“Nay, nay,” Walda faltered; “thou art deceived.”
Her gaze wandered past him as she spoke, and she saw, ascending the hill, six of the village mothers. Gerson Brandt, following her glance, said: “This is the day when thy vigil beginneth. The watchers are coming for thee.”
Walda’s face paled.
“I had forgotten that the time had come,” she exclaimed. “I am not ready for it. I am unworthy.”
“It is the hour of our last talk together,” Gerson Brandt announced, in a solemn tone. “Thy misgivings are only human.” He raised his hands above her bowed head and gave her his blessing. He could not trust himself to look at her again. Passing by her he entered the school-house, closing the door tightly behind him, lest he might be tempted to look back.

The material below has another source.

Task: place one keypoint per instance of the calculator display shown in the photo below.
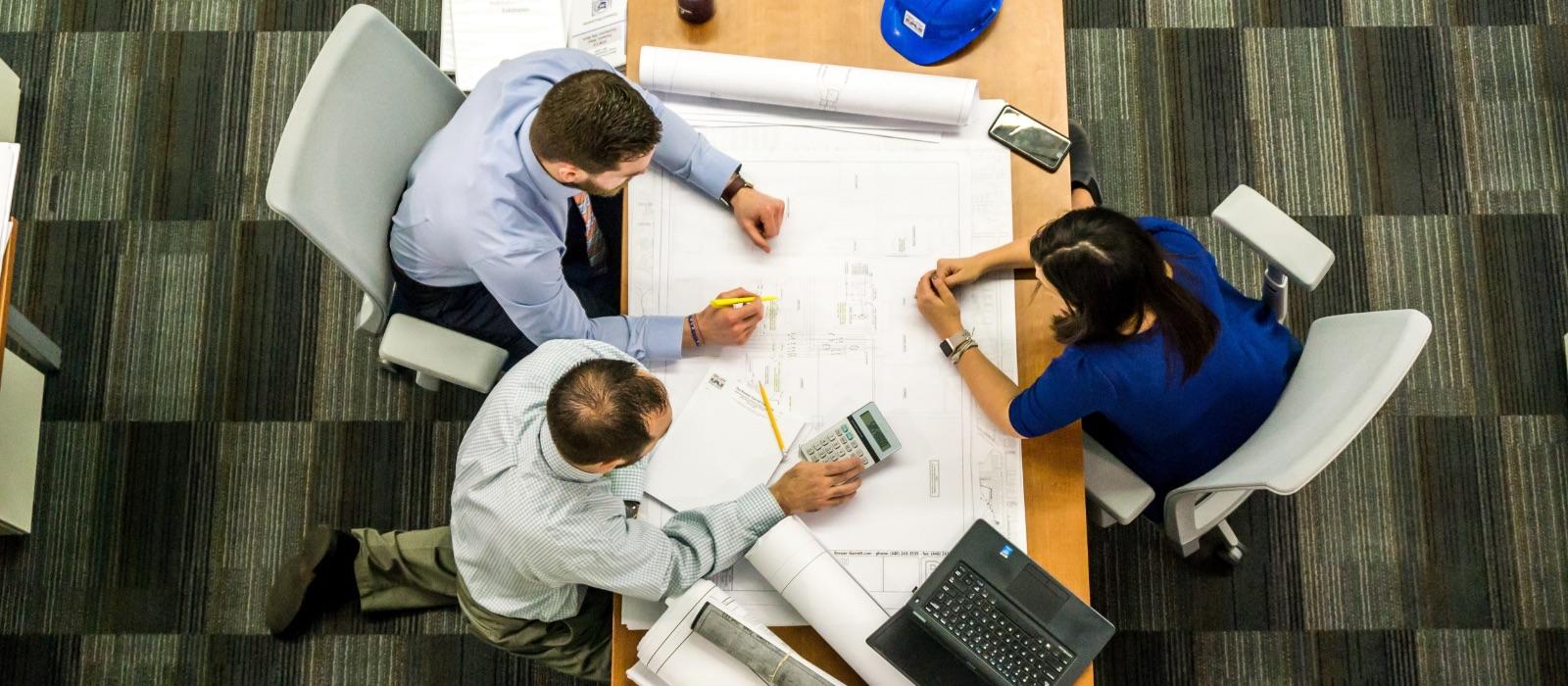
(875, 429)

Walda submissively followed the women, who led the way to the little room that opened out of the bare auditorium of the meeting-house. It was here that she had spent many hours of study among the elders’ books, but its appearance was slightly changed. In one corner stood a cot covered with white blankets of the finest weave that came from the looms of Zanah. In the centre was a reading-desk, upon which a large Bible lay open. Six chairs were ranged along the wall just outside the door that led into the interior of the meeting-house.
“Thou wilt find nothing to distract thy thoughts here,” said Mother Kaufmann, glancing into the room.

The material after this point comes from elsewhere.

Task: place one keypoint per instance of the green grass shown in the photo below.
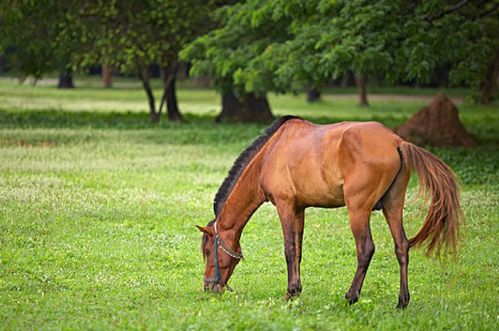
(98, 207)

“We will take good care that thou art not disturbed,” asserted Mother Schneider.
Walda gave no sign that she heard. Crossing the threshold she closed the door, shutting out the six women. She threw herself upon the bed, and gave way to a paroxysm of weeping. The realization that she had missed her opportunity to confess her love for Everett at first frightened her, for she knew it was now too late to speak before going to the Untersuchung. Zanah guarded a prophetess so carefully that when once the door of the sanctuary in which Marta Bachmann had fasted and prayed closed upon one supposed to be inspired, no word could be spoken. She lay awake far into the night. When the day had faded, a single candle had been put upon her reading-desk by Mother Kaufmann, who scanned her face with the inquisitive look of a mischief-maker. Walda, sitting with folded hands, had appeared oblivious of the woman’s presence. She had heard the evening prayers of the colony gathered in the meeting-house. She felt a dull pain when she recalled her father’s face. Underneath every emotion that she experienced in the dreary watches of the night she was always conscious of the memory of Everett’s voice as he pleaded for her love. At first she had a faint hope that he might speak to her through the window, or that, in some way, he would send her a token of encouragement, but nothing disturbed the oppressive quiet of the laggard hours.

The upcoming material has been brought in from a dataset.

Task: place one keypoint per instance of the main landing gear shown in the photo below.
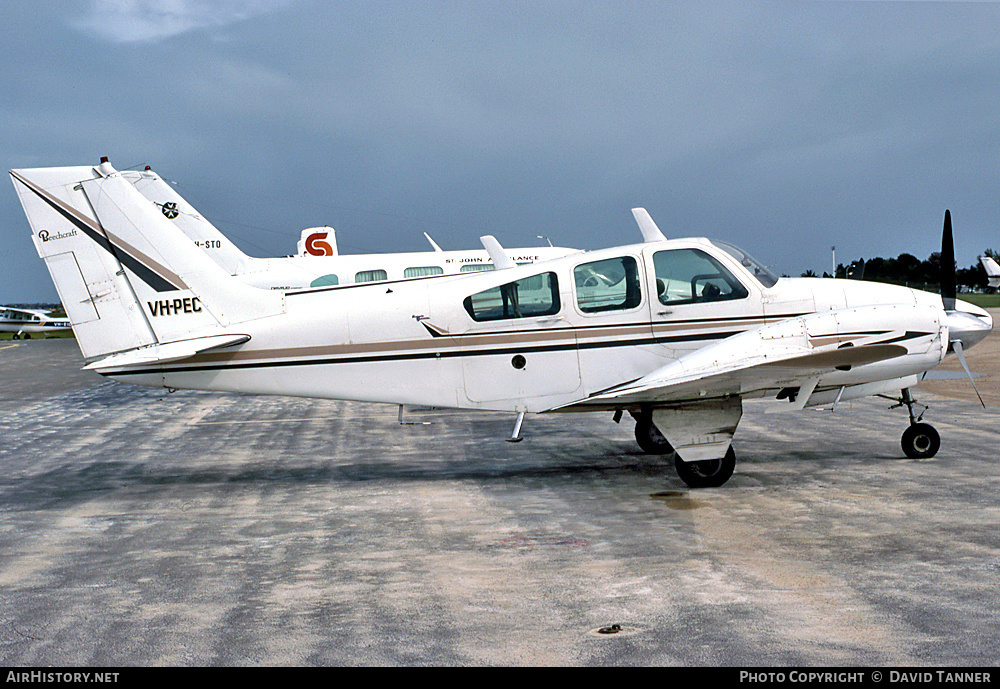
(708, 473)
(920, 440)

Walda was wakened early in the morning, after a brief and troubled sleep, by the whispers of the women outside her door. She knew that the watch was being changed, and that soon she would be expected to be kneeling at her prayers. Rising from the cot she looked out of the one window—it overlooked the school-house garden, and she saw Gerson Brandt walking back and forth amid the tangled nasturtiums and late asters. As he moved to and fro he never once turned his eyes towards the meeting-house. With difficulty Walda repressed an impulse to call him to her. Through all her childhood and girlhood he had bent a ready ear when she told him her troubles, and now it seemed an easy matter to confide in him. While she was still at the window, Gerson Brandt went up the worn steps that led to the school-room.